Después está Y, que compartió trayectoria universitaria con X, así como varias estancias en países a los que les gusta viajar a los intelectuales, como Polonia o cualquier lugar de la antigua Yugoslavia. Y, sin embargo, vive casi sin darse cuenta fuera del sistema establecido y trabaja por libre, haciendo brillantes trabajos de traducción, que le permiten vivir de sitio en sitio, de Bosnia a Salamanca pasando por Pakistán. Algunos meses le va bien. Otros no llega con sus gastos básicos y se las apaña como puede. En uno de estos períodos, Y también regresa a su casa familiar en la ciudad provinciana donde coincide de nuevo con X.

Z quería ser princesa pero había vivido demasiadas noches largas y conocido a demasiados príncipes como para sentir que podía llevar la corona. Z recordaba con angustia sus aspiraciones artísticas de juventud relacionadas con la escritura, que no desarrolló por dedicarle demasiado tiempo a lanzar una buena trayectoria en la industria de la publicidad, que en el fondo aborrece. Finalmente, por distintas circunstancias más personales que profesionales, Z es despedida de su trabajo y se queda súbitamente medio arruinada en esta ciudad en la que hace años conoció a X, al que invitó a muchas cañas en sus años más escasos, y que a su vez le presentó a Y.

Así fue como estos tres elementos coinciden en el espacio tiempo y entablan una amistad de años. Tras una estancia en Marruecos, Y vuelve a otra vez a su ciudad. Cansado de los juicios de una familia tradicional, se queda temporalmente en casa de X, que está deprimido y necesita cerca un amigo de toda la vida, y le ofrece la habitación de invitados a cambio de compartir los gastos de luz y agua. Z, tras su despido, se fue a vivir con el novio de turno, que resultó no ser lo que parecía cuando ella pasó a depender de él mientras buscaba otro trabajo y que acabó maltratándola en un amplio sentido.
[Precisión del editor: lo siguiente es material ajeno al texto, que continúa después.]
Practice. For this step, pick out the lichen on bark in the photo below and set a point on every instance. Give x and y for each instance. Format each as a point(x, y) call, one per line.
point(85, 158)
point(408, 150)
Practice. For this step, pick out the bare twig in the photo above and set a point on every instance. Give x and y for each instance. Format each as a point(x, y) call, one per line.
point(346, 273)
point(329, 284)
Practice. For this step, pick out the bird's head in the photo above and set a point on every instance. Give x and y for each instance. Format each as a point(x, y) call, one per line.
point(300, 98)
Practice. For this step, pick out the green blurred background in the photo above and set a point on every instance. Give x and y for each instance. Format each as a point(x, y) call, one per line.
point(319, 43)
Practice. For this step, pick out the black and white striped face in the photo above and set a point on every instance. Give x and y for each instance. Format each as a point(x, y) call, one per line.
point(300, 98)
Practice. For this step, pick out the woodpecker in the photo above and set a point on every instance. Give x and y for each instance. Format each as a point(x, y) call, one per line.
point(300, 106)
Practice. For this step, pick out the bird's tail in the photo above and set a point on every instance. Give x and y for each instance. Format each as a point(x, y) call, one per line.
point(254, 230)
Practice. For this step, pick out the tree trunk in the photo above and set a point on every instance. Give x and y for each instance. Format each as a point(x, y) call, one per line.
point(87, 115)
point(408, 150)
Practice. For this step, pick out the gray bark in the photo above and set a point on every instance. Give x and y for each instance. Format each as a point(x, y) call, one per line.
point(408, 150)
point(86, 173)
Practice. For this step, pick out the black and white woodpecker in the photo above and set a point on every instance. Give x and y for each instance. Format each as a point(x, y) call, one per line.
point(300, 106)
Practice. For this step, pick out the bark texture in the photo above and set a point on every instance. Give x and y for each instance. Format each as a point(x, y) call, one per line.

Así es como Z también acabó en casa de X durante varios días, permitiéndole a él una exaltación sobre sus principios feministas, mientras ella, destrozada, buscaba una habitación con sus ahorros simbólicos.

En estos 5 días en los que X, Y y Z comparten un piso, X marca una única norma como muestra de su espíritu libre: no tocar el mechero blanco de encender la cocina. Sin embargo, al poco tiempo, comienzan a aparecer otras, como no acaparar el salón durante el día, no fumar dentro de casa o apagar religiosamente las regletas de los enchufes si no están siendo utilizadas. Y y Z hacen planes por su cuenta mientras X trabaja. X se siente excluido y piensa que Y y Z no están siendo todo lo agradecidos y respetuosos que deberían ser con ÉL y con SU casa. El tufo de superioridad moral de quien cumple las normas establecidas por el sistema y considera que los que no lo hacen merecen sus consecuencias aparece en escena. Y se comporta como un vago y no tiene aspiraciones, Z sale demasiado y con demasiados, piensa X.

Y y Z invitan una tarde a W a tomar un café en el piso cuando, de repente, X llega y comienza a comportarse de forma extraña. Al quedarse solos, X les acusa de aprovechados por traer a casa a una persona ajena sin pedirle permiso a él, el dueño legítimo del apartamento. Tras una tensa discusión bien anudada con la cuerda del agradecimiento y con el derecho intrínseco que ésta le otorga a X para vomitar sus juicios varios, ambos deciden adelantar la mudanza a la habitación que Z acaba de alquilar. X se queda allí, sintiéndose una víctima de esos amigos oportunistas, pero con su pendiente y el mechero blanco en su sitio.

No hay nada en la nevera ni nada cercano abierto en ese momento, sólo el maldito Corte Inglés, al que Y y Z llegan después del traslado, ya de noche y sin un duro. Nada más entrar, la megafonía anuncia el cierre inminente del establecimiento.

-¿No cerráis a las 22:00? -Le pregunta Z a una dependienta.

-A las 21:30 en invierno.

-Vámonos Z, que de aquí también nos echan.